( IRNA ) - The over USD 7 billion Iran-Pakistan-India (IPI) gas pipeline is likely to be built in parts with the three nations deciding to construct segments of the pipeline falling in their territory independently.
" Iran will build the pipeline segment in its territory and Pakistan will be responsible for construction of the section falling in its territory. Indian firms will lay the pipeline from the Indo-Pak border to their consumption centers," PTI reported here quoting a top Petroleum Ministry official.
India will enter into an agreement with Iran for purchase of gas at its border and responsibility will be fixed on Islamabad for safe passage of the pipeline, uninterrupted supplies and delivery of gas at the Indian border.
The official said that setting up of an international consortium, comprising state firms of the three countries and global energy majors, for construction and operation of the world's most valuable project could be a non-starter due to political and legal opposition from the US, including the threat of invoking sanctions under the Iran-Libya Sanctions Act (ILSA).
The project may be executed separately by the three countries in their own territories to protect it from US sanctions, he said. India will sign a "supply-or-pay" agreement with Iran with a provision on alternative supplies during disruptions.
With the three countries separately executing the project in their territories, the project will be protected from US sanctions and even enable American consultants and contractors to participate in portions of the project.
Iran will lay a 56-inch pipeline up to its border with Pakistan, from where the diameter will reduce to about 40- 48 inches to carry 60 million standard cubic meters per day of gas that will be split equally between India and Pakistan.

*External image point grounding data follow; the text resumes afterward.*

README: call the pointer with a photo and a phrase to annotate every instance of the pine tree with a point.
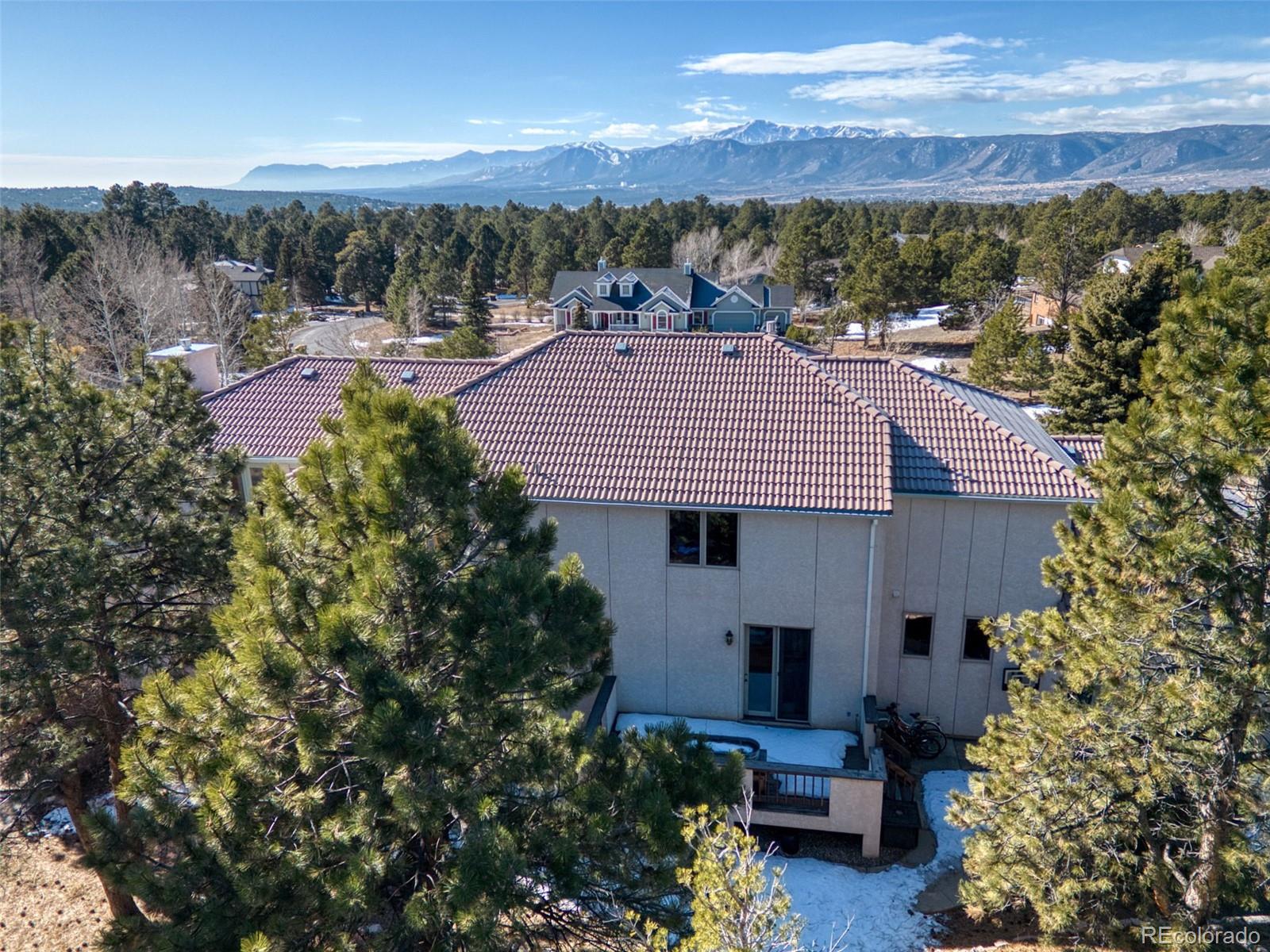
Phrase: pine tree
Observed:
(375, 749)
(1138, 782)
(117, 522)
(1099, 378)
(1033, 368)
(268, 338)
(1000, 342)
(475, 308)
(740, 903)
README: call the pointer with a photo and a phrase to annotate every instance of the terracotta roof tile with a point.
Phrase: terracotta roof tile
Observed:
(952, 438)
(675, 420)
(275, 413)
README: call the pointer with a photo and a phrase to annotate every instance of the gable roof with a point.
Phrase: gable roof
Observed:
(952, 438)
(679, 422)
(275, 412)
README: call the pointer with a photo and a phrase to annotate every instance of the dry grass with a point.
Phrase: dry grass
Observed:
(48, 899)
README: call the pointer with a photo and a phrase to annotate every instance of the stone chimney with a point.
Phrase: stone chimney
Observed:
(200, 361)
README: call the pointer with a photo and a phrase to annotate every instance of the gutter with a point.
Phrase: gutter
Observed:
(864, 658)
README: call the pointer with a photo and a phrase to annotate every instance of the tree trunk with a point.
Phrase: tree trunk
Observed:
(122, 905)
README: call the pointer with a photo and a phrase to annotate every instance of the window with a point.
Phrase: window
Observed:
(702, 539)
(976, 647)
(918, 635)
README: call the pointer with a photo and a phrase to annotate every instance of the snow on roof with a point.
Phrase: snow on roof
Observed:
(784, 746)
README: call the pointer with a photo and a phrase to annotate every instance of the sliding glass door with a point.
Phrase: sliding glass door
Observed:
(778, 672)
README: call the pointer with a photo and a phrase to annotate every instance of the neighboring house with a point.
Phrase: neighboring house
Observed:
(783, 539)
(247, 278)
(1122, 259)
(1039, 310)
(668, 300)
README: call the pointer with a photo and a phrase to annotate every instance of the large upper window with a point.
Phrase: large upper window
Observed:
(976, 647)
(918, 635)
(702, 539)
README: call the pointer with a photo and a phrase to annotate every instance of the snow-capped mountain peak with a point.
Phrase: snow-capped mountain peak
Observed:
(759, 132)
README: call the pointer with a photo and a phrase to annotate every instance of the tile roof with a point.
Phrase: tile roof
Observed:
(675, 420)
(952, 438)
(1083, 448)
(275, 413)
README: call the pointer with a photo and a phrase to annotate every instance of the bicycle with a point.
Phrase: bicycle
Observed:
(921, 736)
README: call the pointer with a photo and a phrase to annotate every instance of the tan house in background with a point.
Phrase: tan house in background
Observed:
(783, 539)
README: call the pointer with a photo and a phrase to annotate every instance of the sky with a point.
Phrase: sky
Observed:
(197, 94)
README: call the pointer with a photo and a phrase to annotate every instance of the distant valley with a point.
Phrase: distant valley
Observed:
(768, 160)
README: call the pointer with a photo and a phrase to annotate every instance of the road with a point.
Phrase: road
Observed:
(332, 336)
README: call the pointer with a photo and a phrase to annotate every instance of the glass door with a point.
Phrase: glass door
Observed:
(760, 672)
(778, 673)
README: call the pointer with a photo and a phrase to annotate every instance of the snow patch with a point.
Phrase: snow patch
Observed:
(878, 905)
(784, 746)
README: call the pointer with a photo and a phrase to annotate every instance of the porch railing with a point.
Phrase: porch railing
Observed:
(787, 790)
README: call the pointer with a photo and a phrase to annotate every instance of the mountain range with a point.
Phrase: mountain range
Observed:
(765, 159)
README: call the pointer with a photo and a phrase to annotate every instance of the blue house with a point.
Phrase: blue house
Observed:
(668, 300)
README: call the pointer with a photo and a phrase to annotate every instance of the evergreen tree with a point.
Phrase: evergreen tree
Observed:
(1138, 782)
(1033, 368)
(1000, 343)
(117, 522)
(362, 268)
(1099, 378)
(268, 336)
(475, 308)
(375, 749)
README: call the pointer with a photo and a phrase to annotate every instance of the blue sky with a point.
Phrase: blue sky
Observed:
(200, 93)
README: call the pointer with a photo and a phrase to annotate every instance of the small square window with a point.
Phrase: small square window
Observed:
(722, 539)
(976, 647)
(685, 537)
(918, 635)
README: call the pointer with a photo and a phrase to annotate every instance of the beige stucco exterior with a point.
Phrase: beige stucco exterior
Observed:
(945, 556)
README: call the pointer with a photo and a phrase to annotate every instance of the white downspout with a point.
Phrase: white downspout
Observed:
(864, 658)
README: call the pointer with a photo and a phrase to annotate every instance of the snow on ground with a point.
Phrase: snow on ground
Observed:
(930, 363)
(785, 746)
(878, 905)
(926, 317)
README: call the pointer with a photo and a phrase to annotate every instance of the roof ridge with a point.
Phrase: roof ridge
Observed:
(859, 399)
(510, 361)
(248, 378)
(1049, 461)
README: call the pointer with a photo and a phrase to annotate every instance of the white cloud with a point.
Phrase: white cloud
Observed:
(880, 56)
(625, 130)
(1155, 116)
(702, 127)
(1077, 78)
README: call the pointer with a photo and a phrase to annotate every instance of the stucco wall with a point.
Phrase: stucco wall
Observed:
(670, 653)
(956, 559)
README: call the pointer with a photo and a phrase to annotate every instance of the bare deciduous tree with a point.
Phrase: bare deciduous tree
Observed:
(220, 315)
(702, 248)
(127, 294)
(1191, 232)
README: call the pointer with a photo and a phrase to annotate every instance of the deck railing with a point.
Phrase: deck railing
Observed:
(785, 790)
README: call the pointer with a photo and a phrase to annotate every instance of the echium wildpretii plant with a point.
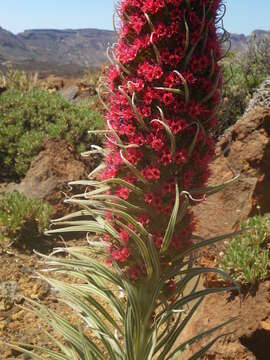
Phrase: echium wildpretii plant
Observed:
(164, 89)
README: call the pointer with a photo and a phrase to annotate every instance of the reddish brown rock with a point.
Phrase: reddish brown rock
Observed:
(244, 149)
(248, 336)
(49, 174)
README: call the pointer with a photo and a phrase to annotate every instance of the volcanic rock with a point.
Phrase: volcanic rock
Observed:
(50, 173)
(244, 150)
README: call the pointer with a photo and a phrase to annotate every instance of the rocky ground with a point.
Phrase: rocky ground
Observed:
(244, 150)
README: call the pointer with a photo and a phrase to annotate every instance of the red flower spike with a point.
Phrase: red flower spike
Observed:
(166, 76)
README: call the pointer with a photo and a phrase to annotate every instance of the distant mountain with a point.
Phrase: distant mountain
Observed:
(239, 42)
(43, 50)
(69, 51)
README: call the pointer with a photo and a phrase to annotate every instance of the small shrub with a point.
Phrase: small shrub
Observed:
(246, 71)
(247, 256)
(23, 219)
(28, 119)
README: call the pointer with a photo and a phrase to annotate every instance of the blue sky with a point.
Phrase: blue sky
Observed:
(242, 16)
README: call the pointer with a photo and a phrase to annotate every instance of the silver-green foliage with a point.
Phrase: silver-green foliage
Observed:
(142, 324)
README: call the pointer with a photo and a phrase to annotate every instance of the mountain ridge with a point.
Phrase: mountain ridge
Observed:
(71, 50)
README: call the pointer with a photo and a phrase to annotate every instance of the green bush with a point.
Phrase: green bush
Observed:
(23, 219)
(246, 71)
(28, 119)
(247, 256)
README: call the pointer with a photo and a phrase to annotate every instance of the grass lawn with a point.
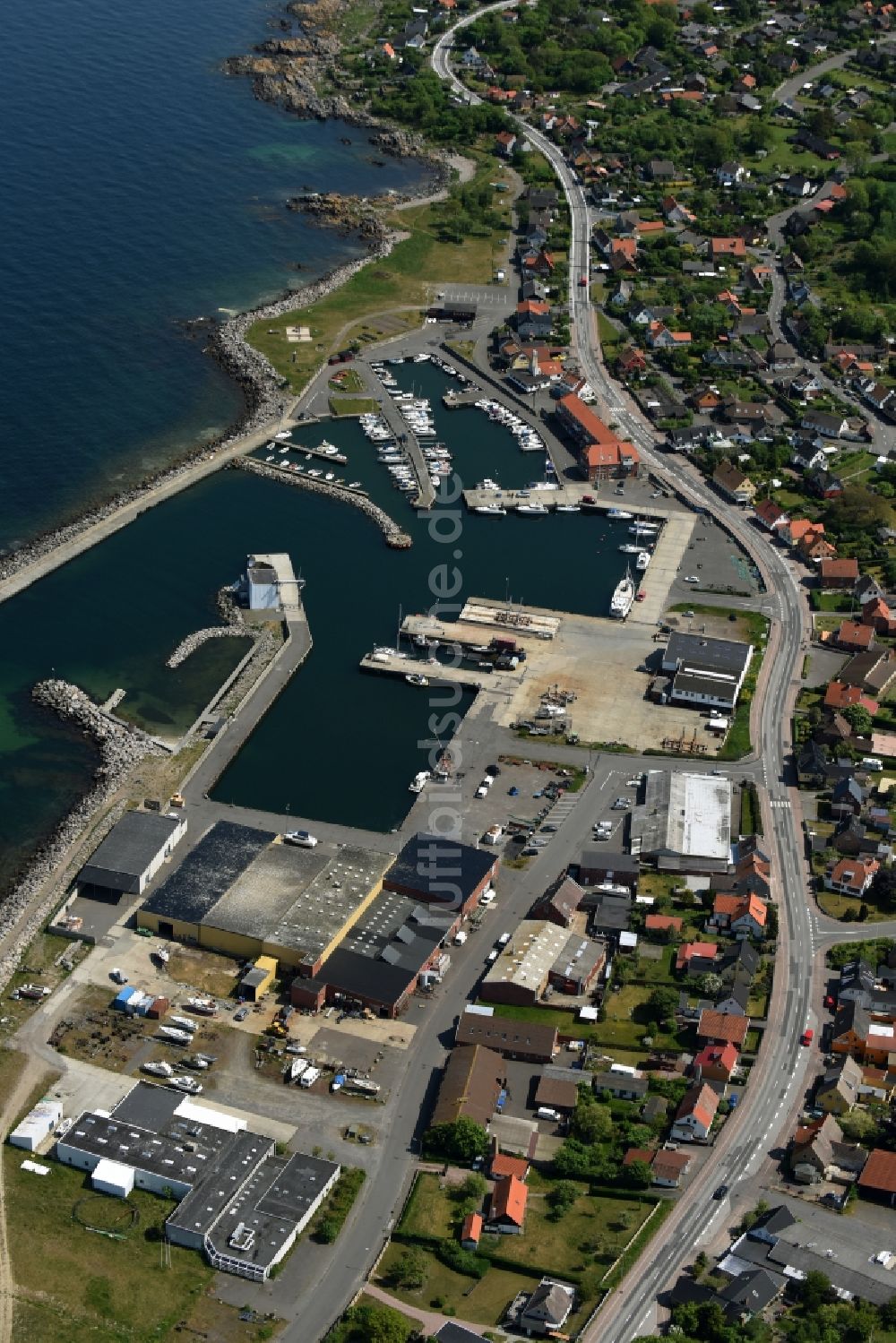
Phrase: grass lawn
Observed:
(90, 1286)
(352, 406)
(390, 287)
(629, 1020)
(482, 1302)
(429, 1211)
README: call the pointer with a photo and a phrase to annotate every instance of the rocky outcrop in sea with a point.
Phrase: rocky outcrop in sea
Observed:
(394, 535)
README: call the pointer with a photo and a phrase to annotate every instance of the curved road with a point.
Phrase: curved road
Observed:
(777, 1082)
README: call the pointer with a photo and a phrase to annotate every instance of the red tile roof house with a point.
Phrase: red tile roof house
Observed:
(841, 696)
(723, 1028)
(743, 915)
(727, 247)
(694, 1115)
(470, 1232)
(771, 516)
(855, 637)
(837, 573)
(852, 876)
(879, 1176)
(715, 1063)
(879, 616)
(662, 925)
(696, 957)
(506, 1210)
(505, 1165)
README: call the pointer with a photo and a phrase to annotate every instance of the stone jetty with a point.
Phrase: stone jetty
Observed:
(199, 637)
(394, 535)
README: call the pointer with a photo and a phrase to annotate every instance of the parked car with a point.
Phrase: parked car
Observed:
(301, 839)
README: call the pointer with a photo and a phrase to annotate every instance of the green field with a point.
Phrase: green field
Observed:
(85, 1286)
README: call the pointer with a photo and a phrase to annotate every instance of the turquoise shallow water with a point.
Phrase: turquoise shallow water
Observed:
(140, 188)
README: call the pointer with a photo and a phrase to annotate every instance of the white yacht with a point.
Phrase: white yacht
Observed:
(622, 599)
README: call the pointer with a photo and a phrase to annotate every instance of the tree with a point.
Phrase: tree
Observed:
(474, 1186)
(662, 1003)
(858, 719)
(461, 1141)
(410, 1270)
(637, 1174)
(562, 1197)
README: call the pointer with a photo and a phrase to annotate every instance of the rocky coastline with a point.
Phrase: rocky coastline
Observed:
(120, 748)
(394, 535)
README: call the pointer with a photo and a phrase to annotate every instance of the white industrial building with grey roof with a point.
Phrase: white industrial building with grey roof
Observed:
(684, 822)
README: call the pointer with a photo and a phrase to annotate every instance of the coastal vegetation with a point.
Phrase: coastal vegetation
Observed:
(454, 239)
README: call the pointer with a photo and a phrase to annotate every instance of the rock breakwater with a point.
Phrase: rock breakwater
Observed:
(394, 535)
(199, 637)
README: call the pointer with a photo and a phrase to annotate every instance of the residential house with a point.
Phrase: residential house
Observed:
(694, 1115)
(506, 1206)
(735, 1000)
(723, 249)
(877, 1179)
(837, 573)
(852, 876)
(621, 1085)
(837, 1090)
(471, 1232)
(853, 637)
(723, 1028)
(879, 616)
(818, 1152)
(547, 1310)
(825, 425)
(732, 482)
(742, 915)
(731, 174)
(696, 958)
(770, 516)
(715, 1063)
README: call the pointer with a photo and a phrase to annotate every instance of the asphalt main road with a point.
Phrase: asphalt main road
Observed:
(778, 1076)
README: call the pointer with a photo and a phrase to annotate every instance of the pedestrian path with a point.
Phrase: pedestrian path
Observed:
(432, 1321)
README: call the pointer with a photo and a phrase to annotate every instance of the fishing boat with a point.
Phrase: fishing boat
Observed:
(622, 599)
(158, 1069)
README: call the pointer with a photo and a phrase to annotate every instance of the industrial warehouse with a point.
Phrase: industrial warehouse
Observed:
(239, 1202)
(355, 927)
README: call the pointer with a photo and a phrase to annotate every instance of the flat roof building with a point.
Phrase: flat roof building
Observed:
(241, 893)
(132, 853)
(705, 672)
(239, 1203)
(520, 974)
(443, 872)
(528, 1039)
(684, 821)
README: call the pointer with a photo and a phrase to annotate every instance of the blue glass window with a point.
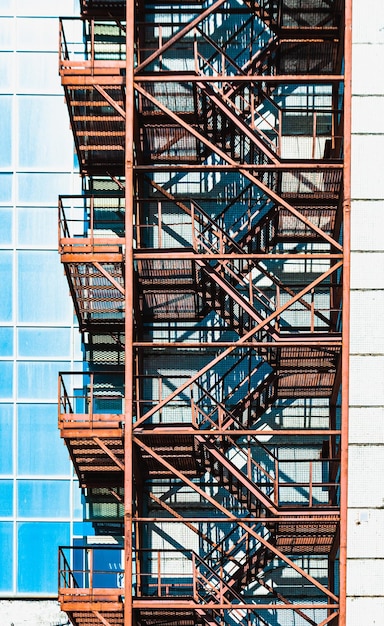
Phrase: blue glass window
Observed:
(42, 123)
(54, 342)
(43, 498)
(6, 379)
(6, 270)
(41, 451)
(5, 226)
(6, 438)
(5, 131)
(6, 72)
(6, 498)
(38, 544)
(5, 188)
(46, 8)
(41, 273)
(6, 556)
(6, 340)
(36, 34)
(37, 227)
(37, 73)
(38, 380)
(40, 188)
(7, 29)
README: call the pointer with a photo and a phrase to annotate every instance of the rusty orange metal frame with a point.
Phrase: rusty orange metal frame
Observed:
(112, 272)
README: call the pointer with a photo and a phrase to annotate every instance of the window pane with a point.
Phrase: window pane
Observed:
(6, 71)
(6, 556)
(38, 380)
(6, 268)
(43, 498)
(41, 189)
(6, 379)
(41, 273)
(6, 188)
(37, 227)
(6, 438)
(6, 340)
(40, 448)
(6, 131)
(6, 498)
(54, 342)
(36, 34)
(7, 31)
(5, 226)
(45, 7)
(43, 122)
(38, 543)
(37, 73)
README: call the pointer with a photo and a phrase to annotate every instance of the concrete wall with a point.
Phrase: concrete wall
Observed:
(31, 613)
(365, 570)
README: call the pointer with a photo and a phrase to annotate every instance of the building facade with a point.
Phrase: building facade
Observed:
(209, 432)
(40, 500)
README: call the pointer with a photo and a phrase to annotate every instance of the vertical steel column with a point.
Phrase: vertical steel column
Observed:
(129, 187)
(346, 310)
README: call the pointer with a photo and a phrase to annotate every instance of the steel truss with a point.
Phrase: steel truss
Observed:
(205, 261)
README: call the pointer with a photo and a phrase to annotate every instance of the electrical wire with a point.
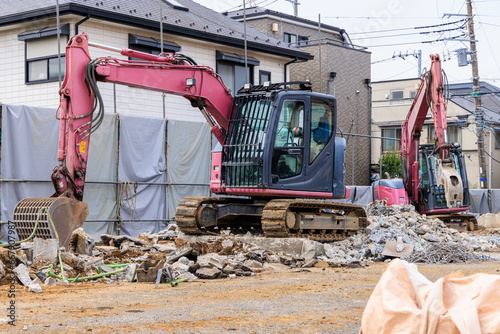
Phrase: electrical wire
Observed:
(487, 40)
(409, 28)
(416, 33)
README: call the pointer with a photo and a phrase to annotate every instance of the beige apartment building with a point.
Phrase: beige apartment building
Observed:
(338, 68)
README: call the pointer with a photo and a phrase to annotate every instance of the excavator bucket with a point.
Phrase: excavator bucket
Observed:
(67, 215)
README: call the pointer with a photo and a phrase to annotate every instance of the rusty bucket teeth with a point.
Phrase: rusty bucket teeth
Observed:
(67, 215)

The official said India was likely to suggest a tripartite monitoring mechanism -- a technical committee made up of representatives of the three national gas companies to oversee technical aspects of the project and an officials committee to ensure smooth progress in different aspects of the project as well as a steering committee at the ministerial level that will address political and other issues.
India and Pakistan last month reached an agreement on the quality of gas to be transported through the pipeline in the initial phase, but differed on transportation charges and transit fee payable to Islamabad for using its territory.
The transport tariff proposed by Pakistan at the official level talks in Islamabad on February 22-23 was 2-2.5 times higher than India's expectations.
Differences also remained on the transit fee as both countries proposed different formulations.
Pakistan proposed USD 0.57 per million British thermal unit (MBTU) whereas India said it cannot be more than USD 0.15 per MBTU.
Technical level talks between the two sides over the next one-and-a-half months would try to reach a consensus on the route, transportation tariff and transit fee before a bilateral meet sometime in April 25.
If all goes well, a ministerial tripartite meeting in June may ink the pipeline deal.